There needs to be two separate matches. The first match would have only group 1. The second match would have group 1 and group 3.

If anyone needs more information, please don't hesitate to ask. The CMS is built in PHP using the CakePHP framework.

Big kudos to anyone who can help me out :D!

A: 

Your syntax is too complicated for regular expressions. You need a context-free grammar. (Read up on the Chomsky hierarchy to understand why.)

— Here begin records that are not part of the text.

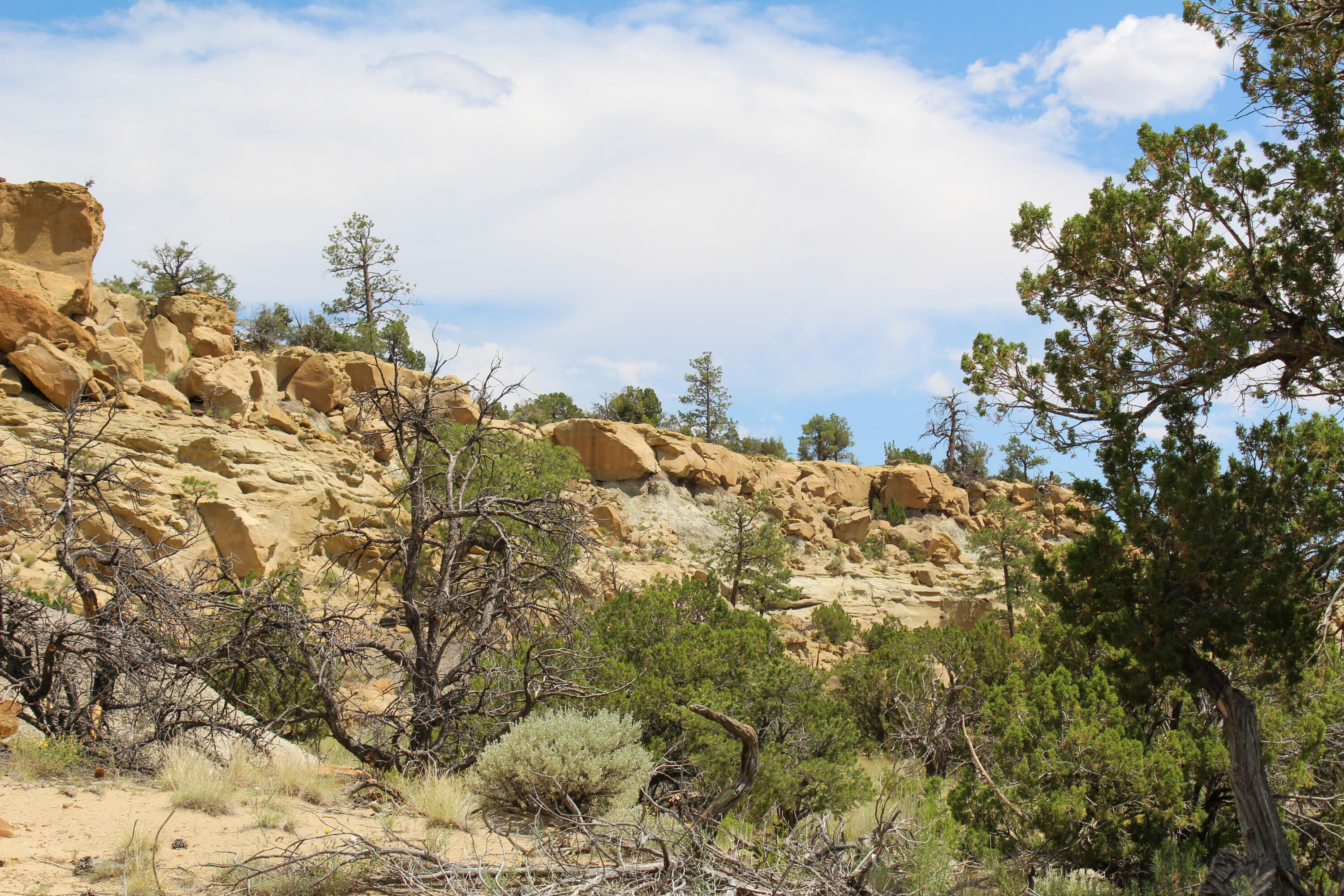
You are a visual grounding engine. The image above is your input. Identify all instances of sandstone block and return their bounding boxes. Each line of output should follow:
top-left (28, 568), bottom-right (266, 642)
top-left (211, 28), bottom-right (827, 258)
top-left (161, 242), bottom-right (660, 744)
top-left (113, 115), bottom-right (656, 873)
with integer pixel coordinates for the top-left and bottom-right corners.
top-left (266, 405), bottom-right (298, 435)
top-left (285, 355), bottom-right (349, 414)
top-left (0, 367), bottom-right (23, 395)
top-left (880, 463), bottom-right (969, 510)
top-left (8, 333), bottom-right (103, 407)
top-left (0, 180), bottom-right (103, 289)
top-left (0, 286), bottom-right (94, 352)
top-left (543, 422), bottom-right (661, 479)
top-left (156, 289), bottom-right (238, 336)
top-left (593, 504), bottom-right (633, 541)
top-left (832, 506), bottom-right (872, 543)
top-left (271, 345), bottom-right (317, 388)
top-left (93, 331), bottom-right (145, 380)
top-left (140, 380), bottom-right (191, 414)
top-left (140, 316), bottom-right (191, 376)
top-left (196, 501), bottom-right (278, 576)
top-left (177, 358), bottom-right (253, 415)
top-left (187, 327), bottom-right (234, 358)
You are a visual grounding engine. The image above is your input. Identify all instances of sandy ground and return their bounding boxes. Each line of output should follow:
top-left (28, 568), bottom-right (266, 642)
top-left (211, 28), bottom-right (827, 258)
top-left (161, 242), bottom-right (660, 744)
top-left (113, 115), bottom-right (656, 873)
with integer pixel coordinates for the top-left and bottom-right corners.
top-left (0, 767), bottom-right (504, 896)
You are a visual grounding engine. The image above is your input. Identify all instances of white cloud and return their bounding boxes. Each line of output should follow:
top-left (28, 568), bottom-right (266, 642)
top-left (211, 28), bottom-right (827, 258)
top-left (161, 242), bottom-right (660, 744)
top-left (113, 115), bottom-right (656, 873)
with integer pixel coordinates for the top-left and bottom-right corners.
top-left (1036, 15), bottom-right (1232, 120)
top-left (966, 15), bottom-right (1234, 122)
top-left (922, 371), bottom-right (952, 395)
top-left (583, 355), bottom-right (659, 386)
top-left (0, 0), bottom-right (1099, 401)
top-left (370, 50), bottom-right (513, 106)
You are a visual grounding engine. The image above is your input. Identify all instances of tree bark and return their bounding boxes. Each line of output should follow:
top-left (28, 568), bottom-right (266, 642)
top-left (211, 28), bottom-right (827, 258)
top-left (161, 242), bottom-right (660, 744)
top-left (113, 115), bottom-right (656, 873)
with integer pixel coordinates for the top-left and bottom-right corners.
top-left (687, 704), bottom-right (761, 821)
top-left (1192, 658), bottom-right (1308, 896)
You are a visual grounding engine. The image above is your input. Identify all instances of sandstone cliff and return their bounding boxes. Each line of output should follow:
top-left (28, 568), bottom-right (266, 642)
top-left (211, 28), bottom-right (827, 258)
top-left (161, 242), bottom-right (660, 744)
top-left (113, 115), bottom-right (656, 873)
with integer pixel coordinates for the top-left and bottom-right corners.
top-left (0, 183), bottom-right (1078, 663)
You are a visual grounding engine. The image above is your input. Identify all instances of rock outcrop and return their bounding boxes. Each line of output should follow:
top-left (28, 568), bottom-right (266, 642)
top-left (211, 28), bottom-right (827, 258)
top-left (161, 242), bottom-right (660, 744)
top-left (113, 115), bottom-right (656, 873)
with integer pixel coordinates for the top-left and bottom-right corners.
top-left (0, 180), bottom-right (103, 295)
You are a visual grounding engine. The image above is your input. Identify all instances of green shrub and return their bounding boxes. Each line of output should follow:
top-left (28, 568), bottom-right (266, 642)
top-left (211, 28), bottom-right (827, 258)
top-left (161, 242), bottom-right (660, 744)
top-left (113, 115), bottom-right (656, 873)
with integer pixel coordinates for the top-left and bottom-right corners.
top-left (887, 498), bottom-right (906, 525)
top-left (9, 735), bottom-right (85, 779)
top-left (468, 709), bottom-right (653, 815)
top-left (859, 534), bottom-right (887, 560)
top-left (812, 600), bottom-right (853, 643)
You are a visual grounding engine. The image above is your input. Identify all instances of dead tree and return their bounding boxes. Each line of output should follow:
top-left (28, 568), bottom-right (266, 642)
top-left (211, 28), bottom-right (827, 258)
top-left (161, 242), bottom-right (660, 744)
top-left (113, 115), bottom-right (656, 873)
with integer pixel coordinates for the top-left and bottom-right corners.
top-left (0, 396), bottom-right (273, 764)
top-left (200, 349), bottom-right (597, 770)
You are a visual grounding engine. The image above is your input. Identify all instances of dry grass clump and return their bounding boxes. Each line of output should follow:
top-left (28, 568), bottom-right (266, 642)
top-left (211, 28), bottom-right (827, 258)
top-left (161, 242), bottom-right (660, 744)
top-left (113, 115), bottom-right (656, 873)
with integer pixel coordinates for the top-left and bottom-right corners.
top-left (270, 755), bottom-right (345, 806)
top-left (159, 743), bottom-right (237, 815)
top-left (403, 772), bottom-right (476, 833)
top-left (9, 736), bottom-right (85, 780)
top-left (89, 823), bottom-right (159, 896)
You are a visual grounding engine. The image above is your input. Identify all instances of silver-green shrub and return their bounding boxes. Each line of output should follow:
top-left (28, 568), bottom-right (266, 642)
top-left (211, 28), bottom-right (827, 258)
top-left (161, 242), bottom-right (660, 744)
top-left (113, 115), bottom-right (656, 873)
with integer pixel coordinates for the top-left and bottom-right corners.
top-left (468, 709), bottom-right (653, 815)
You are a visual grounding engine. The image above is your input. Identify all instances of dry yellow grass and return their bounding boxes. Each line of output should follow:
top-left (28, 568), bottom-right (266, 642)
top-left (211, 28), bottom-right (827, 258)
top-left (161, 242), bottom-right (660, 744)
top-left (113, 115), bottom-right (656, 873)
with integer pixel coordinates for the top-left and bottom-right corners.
top-left (159, 743), bottom-right (237, 815)
top-left (405, 772), bottom-right (476, 833)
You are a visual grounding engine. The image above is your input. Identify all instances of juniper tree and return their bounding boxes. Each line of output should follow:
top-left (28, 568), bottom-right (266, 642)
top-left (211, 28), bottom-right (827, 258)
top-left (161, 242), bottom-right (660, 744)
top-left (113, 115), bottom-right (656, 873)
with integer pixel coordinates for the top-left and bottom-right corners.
top-left (710, 491), bottom-right (801, 607)
top-left (679, 352), bottom-right (738, 444)
top-left (798, 414), bottom-right (853, 461)
top-left (132, 241), bottom-right (239, 312)
top-left (593, 386), bottom-right (663, 426)
top-left (1038, 401), bottom-right (1344, 896)
top-left (323, 212), bottom-right (423, 357)
top-left (968, 494), bottom-right (1038, 638)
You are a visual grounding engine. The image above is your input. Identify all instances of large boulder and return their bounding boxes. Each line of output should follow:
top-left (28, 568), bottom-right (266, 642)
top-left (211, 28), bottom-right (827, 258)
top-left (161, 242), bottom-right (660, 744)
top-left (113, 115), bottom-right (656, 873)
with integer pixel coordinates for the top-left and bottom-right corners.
top-left (888, 525), bottom-right (961, 565)
top-left (285, 355), bottom-right (349, 414)
top-left (0, 180), bottom-right (103, 291)
top-left (157, 289), bottom-right (238, 337)
top-left (187, 327), bottom-right (234, 358)
top-left (196, 500), bottom-right (280, 577)
top-left (0, 286), bottom-right (94, 352)
top-left (8, 333), bottom-right (103, 407)
top-left (177, 358), bottom-right (277, 415)
top-left (542, 419), bottom-right (661, 481)
top-left (140, 317), bottom-right (191, 376)
top-left (878, 463), bottom-right (969, 513)
top-left (271, 345), bottom-right (317, 388)
top-left (90, 328), bottom-right (145, 380)
top-left (832, 506), bottom-right (874, 544)
top-left (140, 380), bottom-right (191, 414)
top-left (0, 258), bottom-right (90, 316)
top-left (797, 461), bottom-right (872, 506)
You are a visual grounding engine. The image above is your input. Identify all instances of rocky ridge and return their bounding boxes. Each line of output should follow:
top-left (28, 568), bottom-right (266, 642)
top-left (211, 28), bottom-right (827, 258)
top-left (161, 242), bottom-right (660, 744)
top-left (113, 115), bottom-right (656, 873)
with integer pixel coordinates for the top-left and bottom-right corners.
top-left (0, 183), bottom-right (1081, 666)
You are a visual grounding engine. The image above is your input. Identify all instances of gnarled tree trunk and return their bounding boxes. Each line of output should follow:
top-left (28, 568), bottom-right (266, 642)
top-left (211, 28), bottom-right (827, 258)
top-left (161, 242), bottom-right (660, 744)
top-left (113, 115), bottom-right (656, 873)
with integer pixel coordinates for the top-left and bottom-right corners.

I second the recommendation to use an existing template language (such as Smarty) rather than inventing your own.

Zack
Greetings Zack, thanks for your reply. I'm sorry but I do not have the mental capacity to follow anything that has been written on that article you posted. As for my syntax, it seems pretty simple to me. I've got the RegEx working, it just needs some fine tuning.As for using another template language, I'm not going to do that. I haven't found one I like nor one that will fit nicely into how my CMS works. The one I've written works but just needs some fine tuning.
Cody Lundquist
I'll try to summarize: you showed several examples that hinge on tags being nested inside other tags' parameters or content. It is *mathematically impossible* for regular expressions to process a syntax that involves nesting. You may be able to get it working on toy examples but you will not be able to make it handle the general case. A context-free parser is the correct tool for this job. And it will make your performance problem go away, too. http://stackoverflow.com/questions/133601/can-regular-expressions-be-used-to-match-nested-patterns discusses the problem you're facing with less math.
Zack
I see what you are getting at but no, my template engine does not need to be recursive like you think. These tags are not allowed to be inside of one another. The only nesting is my conditional parser and those are working just fine. So you can't have something like: {static:input:foo param="{static:input:bar}"}.
Cody Lundquist
That's basically what I meant by "you may be able to get it working on toy examples". Technically, context-free parsers are only *necessary* if you have *unlimited* nesting; up to any fixed level you *can* do it with regexes. However, you are making life harder for yourself by insisting on regexes. Your second and third problems (where things don't match what you want them to) are trivial to solve in a context-free grammar, but enormously difficult in REs, and like I said, your performance problem will also vanish if you switch.
Zack
A: 

I've come up with a solution that is working very nicely for now. I'm going through and grabbing all the paired tags first and then grabbing the single tags after that. I then use PHP to do the recursive aspect of tags being inside other tags content.

The suggestion that dogmatic69 came up with might be a more complete fix further down the track.

Thank you all for your suggestions and possible solutions.